それをどうとらえるかは自由ですからね。そのために明確な答えを提示しない。それが大事だと思ってます。むしろ、いろいろなかたちでとらえられないと面白くない。答えが分かっている映画なんて全然面白くないじゃないですか(笑)。いろいろなとらえ方ができるから深さや意味があるわけで、音楽もそれと同じだと僕は思ってます。

中野

とはいえ、ひとりの人間としての作家性やソウルも絶妙に楽曲の中に込めることも大事だと思っていますけど。

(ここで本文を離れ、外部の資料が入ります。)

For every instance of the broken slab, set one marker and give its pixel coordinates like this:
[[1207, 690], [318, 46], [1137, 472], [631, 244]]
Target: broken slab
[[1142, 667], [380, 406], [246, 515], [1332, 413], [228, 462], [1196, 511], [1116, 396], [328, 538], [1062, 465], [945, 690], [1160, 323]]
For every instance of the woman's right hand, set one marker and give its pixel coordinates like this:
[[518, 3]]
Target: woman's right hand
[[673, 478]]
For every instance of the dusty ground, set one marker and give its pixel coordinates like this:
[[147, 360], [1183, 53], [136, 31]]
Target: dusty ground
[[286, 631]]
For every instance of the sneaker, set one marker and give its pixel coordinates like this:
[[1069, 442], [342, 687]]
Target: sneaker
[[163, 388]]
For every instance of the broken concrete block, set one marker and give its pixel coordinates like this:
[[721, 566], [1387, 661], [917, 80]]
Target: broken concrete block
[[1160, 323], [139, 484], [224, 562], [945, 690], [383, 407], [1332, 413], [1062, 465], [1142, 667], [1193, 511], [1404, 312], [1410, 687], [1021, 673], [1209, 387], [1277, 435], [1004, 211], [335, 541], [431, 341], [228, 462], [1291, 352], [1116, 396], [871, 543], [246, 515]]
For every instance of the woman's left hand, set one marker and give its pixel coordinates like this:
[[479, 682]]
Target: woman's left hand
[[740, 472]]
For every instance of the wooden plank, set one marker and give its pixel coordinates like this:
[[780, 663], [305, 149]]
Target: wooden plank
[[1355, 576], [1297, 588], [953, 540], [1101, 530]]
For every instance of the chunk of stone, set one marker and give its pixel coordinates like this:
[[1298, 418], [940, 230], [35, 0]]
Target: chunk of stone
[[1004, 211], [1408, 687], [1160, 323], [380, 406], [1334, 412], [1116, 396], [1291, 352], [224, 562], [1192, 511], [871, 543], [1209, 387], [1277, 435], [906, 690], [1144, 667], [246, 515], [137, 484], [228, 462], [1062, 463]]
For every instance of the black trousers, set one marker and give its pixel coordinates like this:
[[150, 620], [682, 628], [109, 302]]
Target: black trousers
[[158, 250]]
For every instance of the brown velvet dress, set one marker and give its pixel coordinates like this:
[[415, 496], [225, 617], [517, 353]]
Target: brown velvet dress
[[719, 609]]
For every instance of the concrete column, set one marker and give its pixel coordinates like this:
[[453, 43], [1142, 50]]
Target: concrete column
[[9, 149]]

5曲それぞれに違う魅力を打ち出していると思いましたが、『On Your Mind』ではバンドのどんな姿を打ち出したいと考えたのでしょうか?

中野

扉を開けた実感はあるよね。

藤井

うん。僕らは全然メジャーでも何でもない、しがないインディーズバンドのひとつですけど(笑)、やっぱり広い世界を観たい。その気持ちはかなり込められていると思います。かつ“もっと分かりやすく、もっとポップに”ということを、どんどん追求していったらどういうふうになるんだろう?って想いも詰まっているんです。実は前作の『Pavlov City』の時もそういう想いを持っていたんですけど、それでもやっぱり“難しい”とか“すごくいいんだけど、疲れちゃう”とかと言う人もいて。もっと分かりやすくしたらどうなるんだろう?って考えたから結構ド直球なところも多くて、2曲目の「Heartbeat」なんて泣きメロも入れてみたりして、前回とはまた違った色というか、違った聴きやすさがあると思います。Emeraldの音楽は、コアなところに届いた時に突き刺さる深さはかなりのものだと思っているんですよ。ただ、その範囲が狭いので、今回はそれを広げるってことを突き詰めた曲ばかりですね。

中野

ドライブしたり、ランニングをしながら聴いてもらえたらいいですね。前に進んでいる時のスピードに合う曲が多いから、みんなの通勤だったり、通学だったり、いろいろな時に聴いてもらえるかな。5曲目の「Feelin’」は僕の作詞作曲なんですけど、この曲だけは最後にすっと落ち着くような感じを意識しました。

確かに歌詞の世界観が他の4曲と違いますね。

中野

もちろん、するするって入ってくることも大事なんですけど、気持ち良さだけを考えるっていうのもちょっと考えものだなって最近思うんですよ。ひとりの人間がそこにいて、何かを思っている。何かを感じている人間がいるっていうことを照らすことが必要というか。そういうものを残したいっていう気持ちもあったから、メンバーが“「Feelin’」を入れよう”と言ってくれた時は嬉しかったです。今作は、ただただ元気に最後まで楽しく駆け抜けるんだと思ってたんですけど、最後にこういう曲を入れさせてくれるところもEmeraldのいいところだと思いました。

かなりの自信作になったのではないでしょうか?

中野

そうなんです。いいですよ(笑)。

藤井

個人的にはこれまでで一番の自信作だし、一番広げていきたいものになっています。変な話、これを広めるためなら何でもしますぐらいの気持ちはあります(笑)。アルバムタイトルの“On Your Mind”は、実は“What's on your mind?”で、“これを聴いて何を思うか?”という問いかけなんですよ。

リリース後はどんな活動をしていこうと?

中野

『On Your Mind』のレコ発を4月ぐらいにやれたらいいなと思って、今はそこに向かって動いています。それが終わったら、またいろいろなものを打っていこうと考えているんですけど、常に話題が途切れない感じで、お客さんがEmeraldの音に触れられるような状況を作っていけたらいいですね。

取材:山口智男

ミニアルバム『On Your Mind』 2018年12月12日発売
Maypril Records

  • MPLR-004
    ¥1,944(税込)

Emerald

エメラルド:2011年結成。ジャズ、ネオソウル、AORといったジャンルを軸にした楽曲群に中野陽介の持つJ-POPの文脈が加わったサウンドで、新しいポップミュージックのかたちを提示している。17年にリリースした2ndアルバム『Pavlov City』はSpotifyにて複数のプレイリストにピックアップされるなど、各方面から高い評価を受けている。